Nocturnal Fat Oxidation and Metabolic Flexibility of Young Male Indian Adults Using Indirect Calorimetry
Keywords:Nocturnal fat oxidation, metabolic flexibility, indirect calorimetry, Indian adults
AbstractIndian adults tend to inappropriately accumulate body fat even at low Body Mass Index (BMI). Usually, fat that is stored in the fed state is mobilized for energy during nocturnal fasting, thus achieving daily fat balance. This is called metabolic flexibility, which may be lost in some individuals leading to body fat accumulation. Measuring fat balance requires 24h measurement of fat oxidation, but nocturnal fat oxidation could be a reasonable surrogate. The variability of nocturnal fat oxidation is also unknown. A retrospective analysis on 24h fat oxidation in adult men (n=18) was carried out to test the former hypothesis, while the variability of nocturnal fat oxidation was measured prospectively in 5 adult men, who were fed the same diet for 2 days prior to the measurement.
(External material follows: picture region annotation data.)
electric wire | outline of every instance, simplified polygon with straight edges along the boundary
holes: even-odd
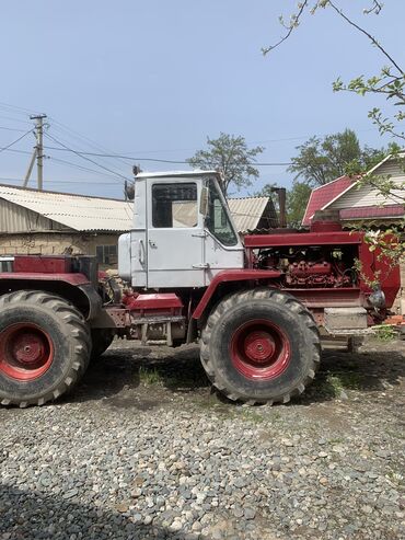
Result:
[[[20,142],[20,140],[22,140],[24,137],[26,137],[28,134],[32,134],[34,130],[33,129],[30,129],[28,131],[26,131],[24,135],[22,135],[21,137],[19,137],[18,139],[13,140],[12,142],[10,142],[10,145],[5,146],[5,147],[2,147],[0,148],[0,153],[1,152],[4,152],[5,150],[9,150],[9,148],[13,147],[14,145],[16,145],[18,142]]]
[[[69,151],[69,152],[76,153],[76,154],[77,154],[77,156],[79,156],[80,158],[82,158],[82,159],[84,159],[84,160],[86,160],[86,161],[90,161],[90,162],[91,162],[91,163],[93,163],[94,165],[100,166],[101,169],[103,169],[103,170],[105,170],[105,171],[107,171],[107,172],[109,172],[109,173],[114,174],[115,176],[119,176],[119,177],[120,177],[120,179],[123,179],[124,181],[128,181],[128,180],[129,180],[129,179],[128,179],[128,176],[124,176],[123,174],[120,174],[120,173],[118,173],[118,172],[116,172],[116,171],[113,171],[112,169],[108,169],[107,166],[104,166],[104,165],[102,165],[102,164],[97,163],[96,161],[94,161],[94,160],[92,160],[92,159],[88,158],[88,157],[86,157],[86,153],[84,153],[84,154],[83,154],[83,152],[79,152],[79,151],[77,151],[77,150],[73,150],[73,149],[69,148],[67,145],[65,145],[63,142],[61,142],[60,140],[58,140],[56,137],[53,137],[53,136],[51,136],[51,135],[49,135],[49,134],[44,134],[44,137],[47,137],[48,139],[53,140],[53,141],[54,141],[54,142],[56,142],[57,145],[60,145],[61,147],[63,147],[63,149],[65,149],[66,151]],[[50,147],[44,147],[44,148],[50,148]],[[60,150],[60,149],[58,149],[58,148],[54,147],[54,150]]]
[[[95,173],[95,174],[99,174],[99,175],[102,175],[102,176],[111,176],[111,177],[115,177],[114,174],[111,174],[111,173],[106,173],[106,172],[102,172],[102,171],[97,171],[95,169],[90,169],[89,166],[84,166],[84,165],[79,165],[78,163],[73,163],[72,161],[67,161],[67,160],[61,160],[59,158],[54,158],[53,156],[47,156],[48,159],[50,159],[53,162],[56,162],[56,163],[63,163],[63,164],[67,164],[67,165],[70,165],[70,166],[73,166],[76,169],[80,169],[82,171],[89,171],[89,172],[92,172],[92,173]]]
[[[0,129],[4,129],[4,131],[20,131],[21,134],[25,131],[25,129],[16,129],[15,127],[0,126]]]
[[[55,119],[53,116],[49,116],[49,119],[53,123],[53,127],[55,127],[55,125],[56,125],[56,128],[57,129],[67,133],[68,136],[73,137],[73,138],[76,138],[78,140],[81,140],[82,142],[84,141],[88,146],[93,147],[93,148],[95,148],[99,151],[103,151],[103,152],[107,152],[107,153],[114,154],[113,151],[111,151],[107,148],[103,147],[102,145],[100,145],[95,140],[91,139],[90,137],[88,137],[88,136],[85,136],[83,134],[80,134],[79,131],[77,131],[77,130],[70,128],[69,126],[67,126],[66,124],[62,124],[61,122]],[[119,163],[119,166],[123,166],[123,162],[120,160],[116,159],[115,161],[116,161],[116,163]],[[130,164],[132,165],[132,163],[130,163]]]

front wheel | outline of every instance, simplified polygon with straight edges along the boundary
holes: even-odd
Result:
[[[211,312],[201,363],[213,386],[234,401],[287,403],[304,391],[320,364],[310,311],[277,289],[233,294]]]
[[[83,375],[91,352],[83,315],[40,290],[0,297],[0,403],[43,405]]]

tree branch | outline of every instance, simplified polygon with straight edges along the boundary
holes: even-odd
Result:
[[[331,0],[328,1],[328,4],[331,5],[331,8],[333,8],[336,13],[342,16],[347,23],[349,23],[351,26],[354,26],[356,30],[358,30],[359,32],[361,32],[362,34],[364,34],[373,45],[375,45],[375,47],[378,47],[381,53],[391,61],[391,64],[400,71],[400,73],[402,74],[405,74],[404,70],[402,68],[400,68],[400,66],[396,64],[396,61],[392,58],[391,55],[389,55],[389,53],[384,49],[384,47],[382,47],[379,42],[375,39],[375,37],[373,37],[369,32],[367,32],[364,28],[362,28],[361,26],[359,26],[358,24],[356,24],[354,21],[351,21],[351,19],[349,19],[347,15],[345,15],[345,13],[343,12],[343,10],[340,10],[339,8],[337,8]],[[381,7],[380,7],[380,10],[381,10]]]
[[[263,53],[264,56],[266,56],[267,53],[269,53],[274,48],[278,47],[279,45],[281,45],[282,42],[285,42],[286,39],[288,39],[290,37],[290,35],[292,34],[293,30],[298,26],[299,21],[300,21],[300,18],[301,18],[302,13],[304,12],[305,8],[308,7],[308,2],[309,2],[309,0],[304,0],[300,4],[300,10],[297,13],[297,15],[293,15],[293,22],[291,22],[290,25],[288,26],[287,34],[284,37],[281,37],[281,39],[279,42],[277,42],[275,45],[270,45],[269,47],[263,47],[262,48],[262,53]]]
Whole-body indirect calorimetry was used for measuring Respiratory Quotient (RQ), energy expenditure and fat oxidation. In 24h analyses, nocturnal (0.44 ± 0.21 g/kg) was significantly higher than diurnal fat oxidation (0.24 ± 0.21 g/kg) and was 64.5% of the total 24h value. Nocturnal fat oxidation was positively correlated with 24h fat oxidation (r = 0.937; p<0.01) and inversely correlated with 24h fat balance (r = -0.850; p<0.01). Metabolic flexibility, measured as the Fed: Fasted RQ ratio, was negatively correlated with BMI (r = -0.226; p=0.366). The intra- and inter-individual variability of 12h nocturnal fat oxidation was low, at 4.7% and 7.2%, respectively. Nocturnal fat oxidation has a low variability when prior diets over 2 days are constant and the Fed: Fasted RQ ratio is an index of metabolic flexibility, which relates to BMI in young adults.